A popular feature on WhatsApp is the ability to forward a message from one chat to another.

"On WhatsApp, you just click a forward button and you can send it," Shah said. "You can broadcast it. You can send it to groups that might have only a few people, but they might also have 250 people. And then others can forward it and there's no real way to track that picture or video, to see its original source."

Encrypted messaging apps are either late or completely missing from the content moderation game. If false content is debunked, removed or labeled as misinformation on another social media platform, it still lives on in WhatsApp messages, Inga said.

"Often tweets would also just be put into a WhatsApp chat and then even if the tweet might not exist anymore, was discredited sometime afterwards. The WhatsApp conversation about it still continues," she says.

"I think that's where the companies can help us – by nipping it in the bud," Kosaraju says. "Don't even let that fake news through."

A spokesperson for Meta, WhatsApp's parent company, told Scripps News it has incorporated new tools to help stop the spread of suspicious or false information, including labels and limits on forwarded messages, banning mass messaging, and providing more support for a large network of fact-checkers.

With no federal regulation of misinformation on social media platforms, the onus to put guardrails in place, especially in an election year, falls solely on companies and their policies. But as in the case of Meta, those policies and how they're enforced can vary depending on which platform — Facebook, Instagram, Threads or WhatsApp — users are on.

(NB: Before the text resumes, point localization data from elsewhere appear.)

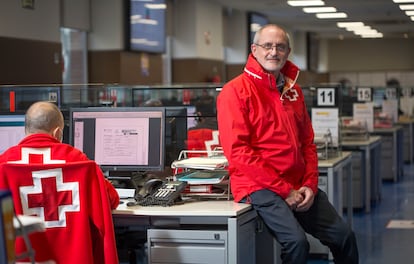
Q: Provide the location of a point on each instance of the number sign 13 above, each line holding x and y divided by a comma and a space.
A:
364, 94
326, 97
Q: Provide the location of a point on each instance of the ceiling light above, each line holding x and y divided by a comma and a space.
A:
402, 1
358, 28
407, 7
306, 3
365, 31
349, 24
319, 9
331, 15
377, 35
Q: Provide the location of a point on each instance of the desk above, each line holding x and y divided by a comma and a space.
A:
371, 151
211, 231
331, 174
392, 167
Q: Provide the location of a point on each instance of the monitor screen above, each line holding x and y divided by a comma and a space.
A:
11, 130
146, 26
191, 116
120, 138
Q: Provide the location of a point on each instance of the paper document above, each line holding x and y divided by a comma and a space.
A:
206, 163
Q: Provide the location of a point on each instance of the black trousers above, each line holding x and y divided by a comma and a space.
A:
288, 227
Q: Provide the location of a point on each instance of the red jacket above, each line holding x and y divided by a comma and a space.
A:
267, 137
83, 231
58, 150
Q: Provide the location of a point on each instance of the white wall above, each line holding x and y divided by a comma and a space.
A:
76, 14
193, 20
371, 54
107, 28
235, 36
41, 23
184, 29
298, 44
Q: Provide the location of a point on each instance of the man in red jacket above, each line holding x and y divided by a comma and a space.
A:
267, 136
42, 146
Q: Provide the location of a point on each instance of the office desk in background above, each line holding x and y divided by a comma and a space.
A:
224, 231
370, 178
392, 167
408, 139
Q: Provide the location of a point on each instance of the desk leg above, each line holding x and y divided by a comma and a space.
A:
241, 238
350, 194
367, 180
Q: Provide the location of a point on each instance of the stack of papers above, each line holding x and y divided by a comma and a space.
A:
203, 177
203, 163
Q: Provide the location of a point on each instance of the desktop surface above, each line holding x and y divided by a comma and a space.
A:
189, 208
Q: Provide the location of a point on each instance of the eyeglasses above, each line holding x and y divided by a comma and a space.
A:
269, 46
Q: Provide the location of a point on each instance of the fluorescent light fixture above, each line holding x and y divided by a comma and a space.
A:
407, 7
403, 1
156, 6
349, 24
378, 35
306, 3
319, 9
367, 28
365, 31
331, 15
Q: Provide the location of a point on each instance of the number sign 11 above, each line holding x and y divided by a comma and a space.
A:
326, 97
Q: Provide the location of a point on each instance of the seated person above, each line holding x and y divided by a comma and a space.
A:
44, 126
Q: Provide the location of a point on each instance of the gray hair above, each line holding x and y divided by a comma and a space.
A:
43, 117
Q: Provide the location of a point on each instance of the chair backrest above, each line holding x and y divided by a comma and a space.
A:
72, 200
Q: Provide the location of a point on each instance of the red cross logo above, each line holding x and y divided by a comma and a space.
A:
50, 198
291, 94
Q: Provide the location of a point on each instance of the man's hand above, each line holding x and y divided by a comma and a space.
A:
294, 199
307, 201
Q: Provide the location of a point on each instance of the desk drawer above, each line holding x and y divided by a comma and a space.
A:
187, 246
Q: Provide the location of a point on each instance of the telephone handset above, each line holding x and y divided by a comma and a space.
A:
158, 192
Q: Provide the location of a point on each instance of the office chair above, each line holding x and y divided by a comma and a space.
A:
74, 206
202, 139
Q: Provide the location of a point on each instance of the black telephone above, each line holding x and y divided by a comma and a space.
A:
157, 192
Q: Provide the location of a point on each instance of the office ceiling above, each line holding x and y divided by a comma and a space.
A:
382, 15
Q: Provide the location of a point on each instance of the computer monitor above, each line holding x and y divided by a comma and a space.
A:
11, 130
120, 138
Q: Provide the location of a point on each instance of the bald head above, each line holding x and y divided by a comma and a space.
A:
46, 118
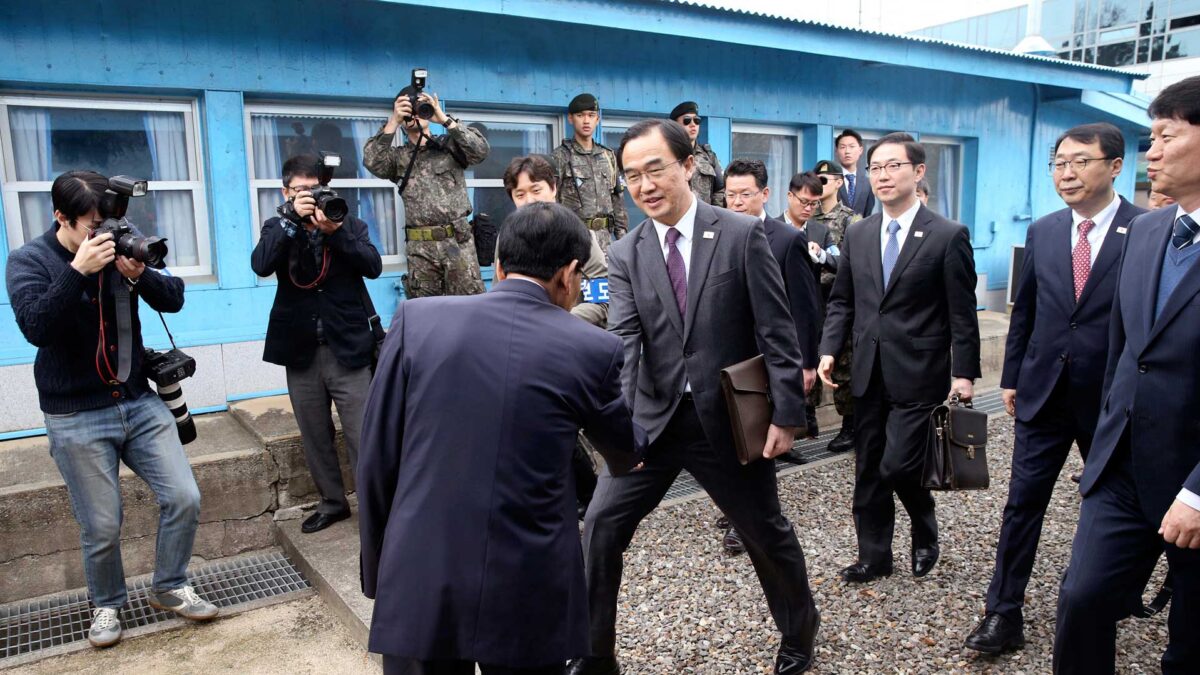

WhatsApp says it may take action against accounts that violate messaging guidelines like sharing illegal content, abusing reporting tools to harm other users or engaging in fraud through "purposeful deception or impersonation."

Still, the platform largely relies on users like Kosaraju and Sureka to report false information so the company can act.

"It would be far easier to just let it go and jump over to another group – scroll past that message," Sureka says about misinformation he sees on WhatsApp. "But the first thought is we have to we have to rebut it for anyone who's paying attention to it. Just so incorrect information is not being left unchallenged."